TE and CNV profiles reveal the evolutionary relationship among S2 sublines. a) Dollo parsimony tree for a panel of 26 S2 sublines with diverse lab origins, two S1 and S3 sublines to serve as outgroups in the phylogeny, and three mbn2 sublines that were inferred to be misidentified S2 lines by Han et al. (2021). Replicate samples for S2-DRSC were also included. The phylogeny was constructed using genome-wide nonreference TE insertions predicted by TEMP (Zhuang et al. 2014). Percent bootstrap support is annotated below each node. DGRC cell line names are used as taxa labels. Samples obtained from other sources are labeled in the format of “cell line name (source name).” Taxa labels were colorized based on original labs in which cell sublines were developed. b) Copy number profiles separated by chromosome arms for all samples included in panel a. Each data point represents normalized copy number (ratio×ploidy) for a given 10-kb window estimated by Control-FREEC (Boeva et al. 2012). Data points for each window are colorized by CNV status (red: CNV gain; green: no CNV; blue: CNV loss), which are based on the comparison between normalized copy number computed by Control-FREEC and baseline ploidy estimated by Lee et al. (2014).

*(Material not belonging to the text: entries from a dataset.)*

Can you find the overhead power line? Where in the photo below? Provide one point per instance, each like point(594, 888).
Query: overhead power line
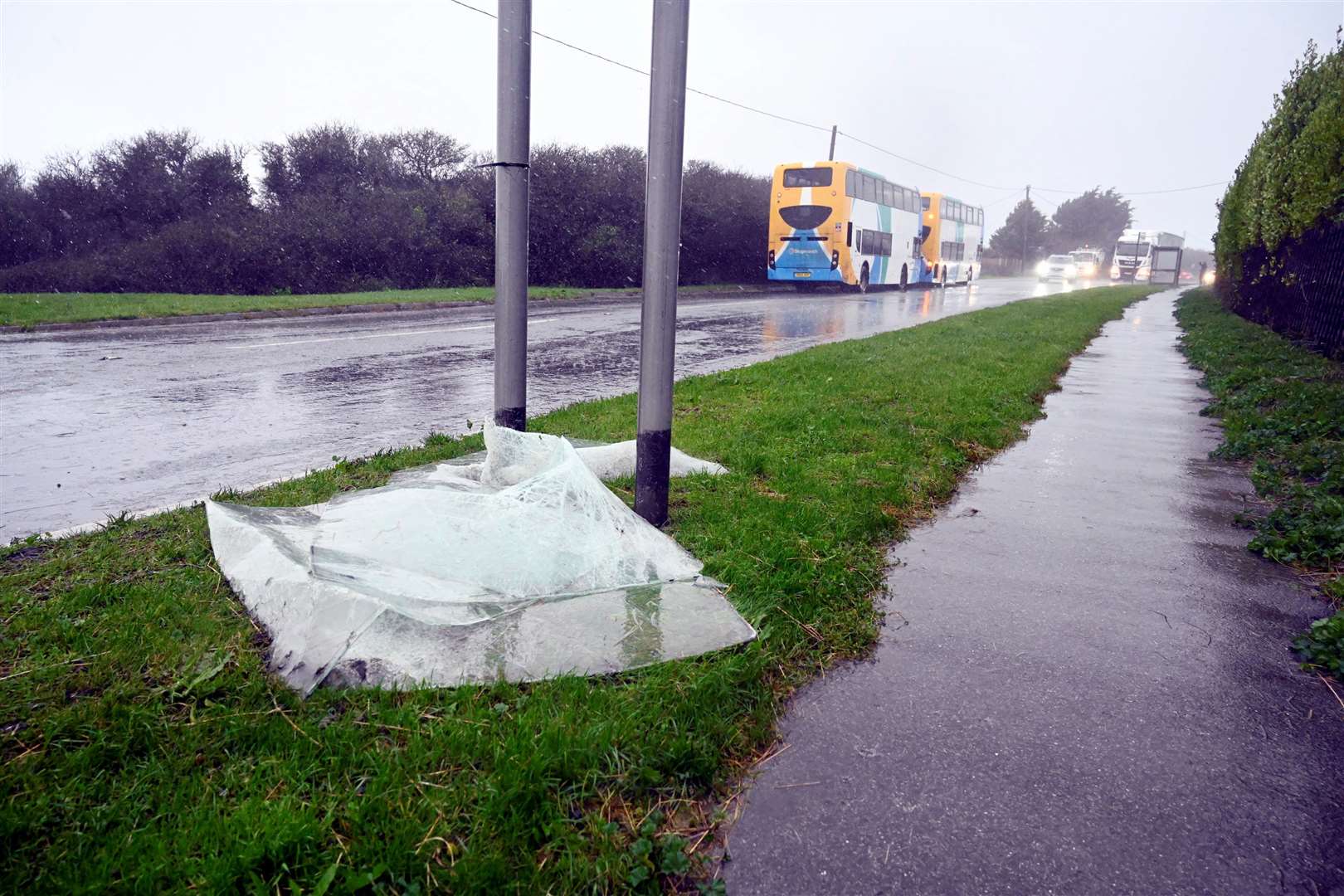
point(1138, 192)
point(825, 129)
point(641, 71)
point(912, 162)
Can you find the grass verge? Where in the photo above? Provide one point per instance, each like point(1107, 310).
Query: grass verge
point(30, 309)
point(1283, 411)
point(144, 747)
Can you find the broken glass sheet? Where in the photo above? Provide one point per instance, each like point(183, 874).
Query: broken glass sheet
point(516, 564)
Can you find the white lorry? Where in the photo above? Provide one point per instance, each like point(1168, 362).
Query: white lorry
point(1147, 256)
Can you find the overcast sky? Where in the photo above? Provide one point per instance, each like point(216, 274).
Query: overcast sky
point(1137, 95)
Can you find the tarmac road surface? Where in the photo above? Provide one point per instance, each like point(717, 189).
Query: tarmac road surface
point(130, 418)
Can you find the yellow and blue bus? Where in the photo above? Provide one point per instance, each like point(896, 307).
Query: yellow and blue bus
point(953, 240)
point(832, 222)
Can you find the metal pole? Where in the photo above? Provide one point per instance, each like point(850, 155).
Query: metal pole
point(661, 241)
point(1025, 212)
point(511, 173)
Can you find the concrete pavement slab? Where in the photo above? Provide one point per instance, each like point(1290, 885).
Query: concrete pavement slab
point(1083, 684)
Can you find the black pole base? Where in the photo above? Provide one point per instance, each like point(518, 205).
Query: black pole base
point(514, 418)
point(652, 464)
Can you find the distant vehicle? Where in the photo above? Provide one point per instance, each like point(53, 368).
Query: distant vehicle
point(1057, 268)
point(1135, 253)
point(832, 222)
point(953, 238)
point(1089, 261)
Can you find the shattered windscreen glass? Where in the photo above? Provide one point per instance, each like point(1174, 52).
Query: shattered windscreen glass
point(518, 566)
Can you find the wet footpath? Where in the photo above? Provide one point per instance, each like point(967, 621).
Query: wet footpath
point(1083, 684)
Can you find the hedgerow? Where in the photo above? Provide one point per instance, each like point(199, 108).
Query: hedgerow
point(1281, 222)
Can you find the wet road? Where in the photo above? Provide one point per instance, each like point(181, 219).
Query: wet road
point(1083, 685)
point(114, 419)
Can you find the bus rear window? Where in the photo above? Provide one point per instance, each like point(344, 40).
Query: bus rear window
point(806, 176)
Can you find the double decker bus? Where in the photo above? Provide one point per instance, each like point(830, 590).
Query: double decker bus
point(832, 222)
point(953, 238)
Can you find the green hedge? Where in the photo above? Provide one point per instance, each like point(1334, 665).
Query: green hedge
point(1281, 218)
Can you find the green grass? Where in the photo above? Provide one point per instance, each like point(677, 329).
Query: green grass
point(28, 309)
point(1283, 411)
point(144, 747)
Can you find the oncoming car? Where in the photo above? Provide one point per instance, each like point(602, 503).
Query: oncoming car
point(1089, 261)
point(1057, 268)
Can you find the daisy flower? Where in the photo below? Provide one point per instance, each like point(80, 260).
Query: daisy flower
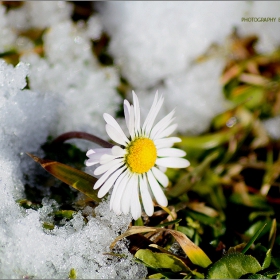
point(136, 167)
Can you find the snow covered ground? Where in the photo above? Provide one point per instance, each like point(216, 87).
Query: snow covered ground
point(154, 45)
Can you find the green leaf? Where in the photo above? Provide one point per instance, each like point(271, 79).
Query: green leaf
point(267, 260)
point(79, 180)
point(160, 260)
point(195, 254)
point(252, 240)
point(169, 223)
point(186, 230)
point(233, 266)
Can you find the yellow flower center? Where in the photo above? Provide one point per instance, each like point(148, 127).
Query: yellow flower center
point(142, 155)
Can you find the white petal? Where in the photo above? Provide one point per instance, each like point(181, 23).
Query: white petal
point(98, 151)
point(103, 178)
point(112, 122)
point(109, 183)
point(104, 167)
point(126, 197)
point(173, 162)
point(167, 131)
point(153, 115)
point(162, 124)
point(146, 197)
point(166, 142)
point(115, 135)
point(117, 192)
point(118, 151)
point(135, 206)
point(136, 113)
point(131, 123)
point(149, 116)
point(117, 207)
point(156, 189)
point(170, 152)
point(126, 109)
point(160, 176)
point(91, 162)
point(106, 158)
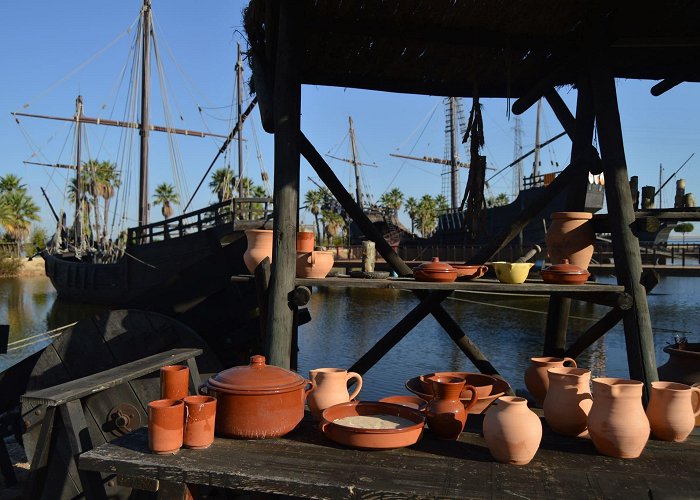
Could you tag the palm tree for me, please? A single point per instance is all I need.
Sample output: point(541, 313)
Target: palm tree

Red shading indicates CNVs that are exclusively shared by all S2 sublines in Clade A. Yellow shading indicates CNVs that are exclusively shared by S2R+ sublines. The red box represents CNVs on chromosome X that are exclusively shared by all S2 sublines in Clade A that are not S2R+. The blue box represents CNVs on chromosome arm 2L that are exclusively shared by S2R+ sublines from the Perrimon lab. Purple shading indicates CNVs that are exclusively shared by a subset of S2 sublines within Clade A or Clade B. Low recombination regions are shaded in gray.

Fig. 2.

TE profiles support ongoing transposition in S2 cell culture. a) Two hypotheses that could explain the mode of TE amplification in Drosophila S2 cell culture and how the resulting TE profiles could help infer the relationship among different cell sublines. Note that the schematic models represent genome-wide TE distributions combining all haplotypes. Therefore, given that S2 cells are tetraploid (Lee et al. 2014), a copy-number-loss event that occurred in one haplotype should only eliminate some TEs that are heterozygous in the affected region. b) Histogram shows the distribution of the number of Drosophila S2 subline samples that share each TE insertion in regions of chromosome X without major shared copy number losses (chrX: 500,000–20,928,973). c) Numbers of TE insertions on branches of the Dollo parsimony tree of 26 Drosophila S2 sublines constructed using nonreference TE predictions made by TEMP (Zhuang et al. 2014). Samples from S1, S3, and mbn2 cell lines were also included. The number of TE insertions estimated using ancestral state reconstruction was annotated in red above each branch. Percent bootstrap support was annotated in black below each node. DGRC cell line names are used as taxa labels. Samples obtained from other sources are labeled in the format of “cell line name (source name).” Taxa labels were colorized based on original labs in which cell sublines were developed.

Fig. 3.

Ongoing transposition in Drosophila S2 culture is contributed by a small subset of LTR retrotransposon families. a) Branch labelled Dollo parsimony tree including 26 Drosophila S2 sublines constructed using nonreference TE predictions made by TEMP (Zhuang et al. 2014). Samples from S1, S3, and mbn2 cell lines were also included. Taxa labels were colorized in the same way as Figs. 1 and 2c. Branch ID is annotated on each branch. b) Heatmap showing the number of estimated family-specific TE insertions on each branch of the tree in panel a. The heatmap is colorized by log-transformed [log10(count + 1)] number of gains per family per branch, sorted top to bottom by overall nonreference TE insertion gains per family across all branches, and sorted left to right into clades representing major clades of S2 phylogeny with major clade color codes indicated at the top of the heatmap. TE family names were colorized by TE type.